Faut-il avoir peur des virus libérés par la fonte des glaces ?
En Arctique, le réchauffement climatique fait fondre les glaces qui emprisonnaient des anciens virus. Ainsi libérés, ils pourraient contaminer des organismes vivant dans ces régions reculées, alerte une nouvelle étude.
Fonte des glaces, virus cachés et épidémie : c'est ce curieux mélange sur lequel nous alerte une étude canadienne publiée mercredi 19 octobre dans la revue Proceedings of the Royal Society B. D'après celle-ci, le réchauffement climatique pourrait provoquer un "débordement viral" depuis l'Arctique, où des virus jusqu'ici préservés dans la glace pourraient être libérés et entrer en contact avec de nouveaux hôtes.
En effet, les virus ont besoin d'un hôte (humain, animal, plante ou
mousse) pour se répliquer et se diffuser, en utilisant au besoin un hôte
dépourvu d'immunité contre lui, comme l'a montré la récente pandémie de Covid-19 avec
l'humain.
Des prélèvements à 300 mètres de fond
Des scientifiques canadiens ont cherché à savoir si le changement climatique pourrait favoriser un tel scénario dans l'environnement arctique du lac Hazen. Situé à l'extrême nord du Canada, c'est le plus grand lac situé au-delà du cercle arctique.
Les chercheurs ont prélevé des échantillons du lit d'une
rivière qui l'alimente à la fonte des glaces pendant l'été, ainsi que du fond
du lac. Ce qui a nécessité de forer deux mètres de glace avant d'atteindre le fond
des eaux glacées du lac, à presque 300 mètres.
À
l'aide de cordes, une moto des
neiges a ensuite hissé les sédiments, qui ont été séquencés pour leur ADN et
ARN, le code génétique et l'outil de réplication du vivant. "Cela nous a
permis de déterminer quels virus se trouvaient dans un environnement donné, et
quels hôtes potentiels s'y trouvaient aussi", a expliqué à l'AFP Stéphane
Aris-Brosou, professeur associé au département de biologie de l'Université
d'Ottawa, qui a supervisé l'étude.
L'équipe a ensuite cherché à savoir dans quelle mesure les
virus étaient susceptibles de changer d'hôte, en examinant l'équivalent de
leurs arbres généalogiques respectifs.
De nouveaux hôtes pour les virus
"Nous avons cherché à mesurer à quel point ces arbres (généalogiques) étaient similaires", a expliqué Audrée Lemieux, étudiante en master de microbiologie et immunologie à l'Université de Montréal, première autrice de l'étude. Des généalogies similaires suggèrent que le virus a évolué avec son hôte, alors que des différences indiquent qu'il a pu changer d'hôte. Et s'il l'a fait au moins une fois, il est susceptible de recommencer.

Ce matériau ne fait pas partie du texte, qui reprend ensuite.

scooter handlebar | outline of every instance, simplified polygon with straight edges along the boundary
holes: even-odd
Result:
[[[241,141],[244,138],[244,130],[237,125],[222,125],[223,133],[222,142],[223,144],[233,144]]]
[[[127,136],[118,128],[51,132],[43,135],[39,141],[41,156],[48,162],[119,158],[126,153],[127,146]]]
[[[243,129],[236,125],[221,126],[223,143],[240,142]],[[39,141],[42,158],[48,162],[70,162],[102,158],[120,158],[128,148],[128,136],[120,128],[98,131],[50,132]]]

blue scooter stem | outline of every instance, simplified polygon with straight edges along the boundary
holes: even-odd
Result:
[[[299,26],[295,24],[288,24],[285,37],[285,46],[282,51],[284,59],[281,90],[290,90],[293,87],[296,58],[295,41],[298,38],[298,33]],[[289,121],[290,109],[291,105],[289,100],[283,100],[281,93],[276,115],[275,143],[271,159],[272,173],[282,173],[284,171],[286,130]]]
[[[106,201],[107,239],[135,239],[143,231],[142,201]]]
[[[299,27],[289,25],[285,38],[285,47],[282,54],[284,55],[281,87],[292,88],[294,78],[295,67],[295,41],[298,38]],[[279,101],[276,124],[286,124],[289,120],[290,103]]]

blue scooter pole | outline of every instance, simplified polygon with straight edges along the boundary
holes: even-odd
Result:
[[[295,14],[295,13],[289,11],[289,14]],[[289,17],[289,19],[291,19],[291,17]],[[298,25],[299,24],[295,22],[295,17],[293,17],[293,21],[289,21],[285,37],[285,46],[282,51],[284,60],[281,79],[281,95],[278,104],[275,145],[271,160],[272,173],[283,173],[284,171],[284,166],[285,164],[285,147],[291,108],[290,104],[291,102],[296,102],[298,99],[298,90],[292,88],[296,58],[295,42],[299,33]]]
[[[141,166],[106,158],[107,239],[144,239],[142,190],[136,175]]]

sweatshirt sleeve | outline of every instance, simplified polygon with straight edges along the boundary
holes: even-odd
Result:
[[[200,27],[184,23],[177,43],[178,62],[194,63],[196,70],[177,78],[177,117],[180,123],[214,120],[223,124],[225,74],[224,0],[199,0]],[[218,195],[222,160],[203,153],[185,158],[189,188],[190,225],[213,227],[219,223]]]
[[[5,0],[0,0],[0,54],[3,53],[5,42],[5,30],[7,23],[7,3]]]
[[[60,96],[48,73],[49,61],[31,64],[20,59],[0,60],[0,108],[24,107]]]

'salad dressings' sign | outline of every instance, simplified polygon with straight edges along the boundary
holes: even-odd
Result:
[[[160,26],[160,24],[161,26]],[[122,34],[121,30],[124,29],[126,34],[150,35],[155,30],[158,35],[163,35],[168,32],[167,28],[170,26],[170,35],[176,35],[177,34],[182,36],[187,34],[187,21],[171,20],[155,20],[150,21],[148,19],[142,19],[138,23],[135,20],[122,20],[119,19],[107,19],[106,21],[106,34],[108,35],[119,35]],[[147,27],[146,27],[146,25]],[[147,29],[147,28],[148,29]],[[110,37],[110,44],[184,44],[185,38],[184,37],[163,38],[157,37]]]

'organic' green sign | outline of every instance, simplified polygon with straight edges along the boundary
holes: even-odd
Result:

De plus, les analyses ont montré de grandes différences dans
les arbres généalogiques des virus et de leurs hôtes dans les sédiments
extraits du fond du lac. Ces différences étaient moins prononcées dans le
lit de la rivière alimentant le lac. Les chercheurs supposent que l'eau de
fonte des glaciers érode les sédiments du lit, limitant ainsi les interactions
entre les virus et des hôtes potentiels.
En revanche, l'accélération de la fonte des glaciers
alimentant le lac a aussi accru la quantité de sédiments qui y est
transportée. "Cela va mettre en contact des hôtes et des virus qui ne
l'auraient pas été normalement", selon Audrée Lemieux.
Des conséquences "complètement imprévisibles"
Les auteurs de l'étude ont pris soin de préciser qu'ils ne prévoient pas pour autant de débordement viral ou une pandémie. "La probabilité d'évènements dramatiques reste très faible", selon Audrée Lemieux. Mais selon les chercheurs, le risque pourrait s'accroître avec la poursuite du réchauffement climatique, car de nouveaux hôtes pourraient s'aventurer dans des régions auparavant inhospitalières. En effet la fonte des glaces faciliterait l’accès à ces endroits.
Selon Audrée Lemieux "il pourrait s'agir aussi bien de tiques ou de moustiques ou d'autres animaux, mais aussi des bactéries et des virus".
La possibilité d'un débordement est "complètement
imprévisible, et ses conséquences aussi, allant d'un caractère bénin jusqu'à
une vraie pandémie", a-t-elle ajouté.